A Securities and Exchange Commission member said for-profit stock exchanges have grown too powerful and should be reined in by regulators.
Commissioner Robert Jackson Jr. said the exchanges have consolidated and developed practices that are not like the competitive marketplaces investors deserve.
“The SEC has stood on the sidelines while enormous market power has become concentrated in just a few players,” Jackson said earlier this week at a conference sponsored by the Healthy Markets Association and George Mason University.
Jackson said the exchanges have transformed into monopolies, with monopoly profits, since they went for-profit a decade ago, and the SEC has treated their consolidation with kid gloves.

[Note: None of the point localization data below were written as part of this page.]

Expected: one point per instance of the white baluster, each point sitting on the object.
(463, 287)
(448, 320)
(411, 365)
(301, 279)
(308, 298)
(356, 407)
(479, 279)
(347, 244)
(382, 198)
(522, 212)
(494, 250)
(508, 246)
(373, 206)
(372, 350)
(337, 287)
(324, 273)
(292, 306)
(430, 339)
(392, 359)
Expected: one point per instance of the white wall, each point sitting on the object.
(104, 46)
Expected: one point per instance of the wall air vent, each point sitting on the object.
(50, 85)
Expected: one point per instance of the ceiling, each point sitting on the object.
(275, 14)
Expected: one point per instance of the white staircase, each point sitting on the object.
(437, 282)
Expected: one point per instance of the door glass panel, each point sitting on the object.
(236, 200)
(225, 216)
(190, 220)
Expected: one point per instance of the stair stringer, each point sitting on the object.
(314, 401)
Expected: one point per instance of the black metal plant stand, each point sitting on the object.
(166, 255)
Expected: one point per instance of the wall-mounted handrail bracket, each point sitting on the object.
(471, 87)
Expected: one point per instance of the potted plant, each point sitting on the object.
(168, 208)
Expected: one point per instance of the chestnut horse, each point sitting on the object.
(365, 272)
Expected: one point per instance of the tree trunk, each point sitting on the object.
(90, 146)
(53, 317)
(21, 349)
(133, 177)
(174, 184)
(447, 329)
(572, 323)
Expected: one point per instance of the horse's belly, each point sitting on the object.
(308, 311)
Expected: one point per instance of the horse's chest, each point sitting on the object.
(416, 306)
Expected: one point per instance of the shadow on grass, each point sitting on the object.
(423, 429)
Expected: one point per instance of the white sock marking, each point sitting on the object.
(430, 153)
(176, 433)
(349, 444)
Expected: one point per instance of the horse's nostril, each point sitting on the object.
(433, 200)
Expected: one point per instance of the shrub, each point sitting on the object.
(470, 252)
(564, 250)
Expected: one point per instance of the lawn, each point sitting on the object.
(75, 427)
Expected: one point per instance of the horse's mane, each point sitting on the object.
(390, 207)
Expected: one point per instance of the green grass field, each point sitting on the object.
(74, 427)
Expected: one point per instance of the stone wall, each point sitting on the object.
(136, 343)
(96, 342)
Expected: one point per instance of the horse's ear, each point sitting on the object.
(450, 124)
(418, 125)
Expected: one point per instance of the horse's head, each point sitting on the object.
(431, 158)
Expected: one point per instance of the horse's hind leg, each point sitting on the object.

Three corporations — the New York Stock Exchange, Nasdaq, and Cboe — own 12 of the 13 stock exchanges.
Since it went public in 2006, the NYSE’s parent, the Intercontinental Exchange (ICE), has had total annual returns of 24.1%.
Jackson singled out a two-tiered system for price information, limits on legal liability, rebates for brokers, and a flawed structure as four problems that should be addressed.
“When a broker places an order on behalf of a customer, we expect the broker to send the order to the exchange that is likely to get the best price for their customers. But to nobody’s surprise, research shows that brokers very often send their orders to the exchange that gives the broker the biggest rebate,” he said.
Jackson suggested an SEC transaction-fee pilot to study the effects of maker-taker rebates on equity trade execution.
Kenneth Bentsen, president and CEO of the Securities Industry and Financial Markets Association, said his organization has urged regulators to act “for years,” and supports the call for a closer look at market data and the role of exchanges as self-regulatory organizations.
Said Jackson: “Ordinarily for-profit businesses in America can be sued when they are found responsible for causing harm. Yet when they are sued, stock exchanges assert that they are immune from liability on the theory that they are acting as regulators rather than profit-makers,” he said.
He also said exchanges continue to raise prices for electronic connectivity, even as costs are “constantly falling.”